Он ведь совсем не готовился с репетитором по предмету “картошка”.
        - Если долг, то конечно я готов его отдавать, - промямлил он.
Как позже показала жизнь, Сёма отдавал свой новый долг в рассрочку в течении последующих четырёх лет учёбы.

        Оказалось, что сдав экзамены в институт, абитуриенты автоматически получали членство в колхозе, как дополнительную льготу. Только будущая интеллигенция имела привилегию убирать картофель на полях. Сёма представил, как студенты-физики Стэнфордского университета в Калифорнии приходят на занятия, а их посылают на ферму бесплатно собирать урожай для приятеля зам. декана. Радости американских студентов нет конца.

        Только сейчас, Сёма понял, что он неправильно понимал значение предмета “Физический практикум”. Сбор картошки – это и есть физический практикум, где слово “физический” имело отношение к физической активности, а не к физике.

        В колхоз студентов привезли, как военнопленных, в грузовиках с крытым кузовом. Первые три недели они провели в поле. На всякий случай, Сёма взял с собой учебник “Теория поля” знаменитых физиков Ландау и Лифшица, но так и не сумел применить его на практике. После долгих ночей в спальном мешке на полу колхозного клуба, Сёма наконец-то перебрался на панцирный матрас нового общежития. Мозоли на руках от ручки тяжёлого ведра постепенно стали заживать. Наступало время учёбы по специальности.

        Из всех предметов Кацасу больше всего нравился “Математический анализ”, и меньше всего “История КПСС”. И вовсе не потому, что Сёма не доверял партии, но он немного сомневался. У него было счастливое детство, когда Генсек объявил, что нынешнее поколение советских людей будет жить при коммунизме. Сёма тогда обрадовался - как ему повезло. Он думал, что при коммунизме люди уже не умирают, и его папа и мама будут жить вечно. Но детство давно прошло, а коммунизм так и не наступил. Доцент по мат. анализу, выделяя Сёму за его знания, как-то доверительно сказал:
        - История КПСС – это вам не мат. анализ. Это наука творческая, тут думать надо.

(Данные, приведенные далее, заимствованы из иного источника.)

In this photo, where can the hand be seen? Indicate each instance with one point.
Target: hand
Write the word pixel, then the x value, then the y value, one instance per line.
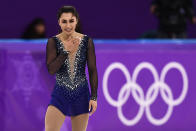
pixel 94 106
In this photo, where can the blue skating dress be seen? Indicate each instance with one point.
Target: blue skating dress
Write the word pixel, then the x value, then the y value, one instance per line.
pixel 71 93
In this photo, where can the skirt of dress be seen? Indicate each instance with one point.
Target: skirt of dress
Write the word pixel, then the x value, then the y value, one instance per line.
pixel 71 102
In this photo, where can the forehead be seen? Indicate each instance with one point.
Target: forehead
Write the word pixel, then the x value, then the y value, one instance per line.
pixel 67 16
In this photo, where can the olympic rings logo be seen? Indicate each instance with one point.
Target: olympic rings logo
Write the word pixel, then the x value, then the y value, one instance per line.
pixel 131 87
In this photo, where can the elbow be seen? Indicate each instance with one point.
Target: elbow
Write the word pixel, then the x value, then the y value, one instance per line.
pixel 50 71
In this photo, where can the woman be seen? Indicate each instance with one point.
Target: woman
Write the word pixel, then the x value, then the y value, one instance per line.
pixel 67 54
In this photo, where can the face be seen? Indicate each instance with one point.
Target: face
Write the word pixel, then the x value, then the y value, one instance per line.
pixel 68 23
pixel 40 28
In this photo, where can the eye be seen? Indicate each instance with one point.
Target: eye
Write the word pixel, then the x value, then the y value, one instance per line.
pixel 71 21
pixel 64 21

        Основные мучения вызывали у Сёмы первоисточники, особенно “Материализм и эмпириокритицизм”, где Ленин критиковал Маха за его махизм. Поскольку найти труды этого Маха ни в одной из библиотек города не удалось,  то понять кто из них был прав на самом деле не представлялось возможным. Видимо книги Маха были либо бестселлерами, либо находились в секретном фонде. В любом случае промахать сотню страниц Маха за пару часов для простого смертного, а не бывалого философа, было просто не под силу. Сёма заподозрил, что выражение ”дать маху”, то есть ”сморозить глупость”, было придумано для тех студентов, кто хотел отдать свой голос за Маха, а не за философа Ленина.
 
        Из биографии Владимира Ильича, он узнал что Ленин увлекался  товарищем Инессой Арманд, когда писал в первоисточнике такие строки: ”Материя это объективная реальность, данная нам в ощущениях”. Дикая догадка посетила Сёму. А что если Ильич при этом думал об Инессе, и оригинал бессмертной фразы звучал так: ”Женщина это объективная реальность, данная нам в ощущениях”. Но тут к нему подошла жена, и Ленин погрузился в философию, заменив компроментирующее слово.

        Из других книг вождя, Сёму озадачили ”Советы постороннего”. Ведь, если ты посторонний, зачем же вмешиваться не в своё дело. Американцы даже придумали для этого популярную фразу: ”Это не твой бизнес”. Но Ленин игнорировал этику капиталистов.

        Предмет “Иностранный язык” относился к трём языкам. Студентов собрали в большой аудитории и один из преподавателей сказал:
        - Кто изучал английский язык остаётся на месте, кто немецкий – идёт к стенке, а кто французский – выходит в коридор.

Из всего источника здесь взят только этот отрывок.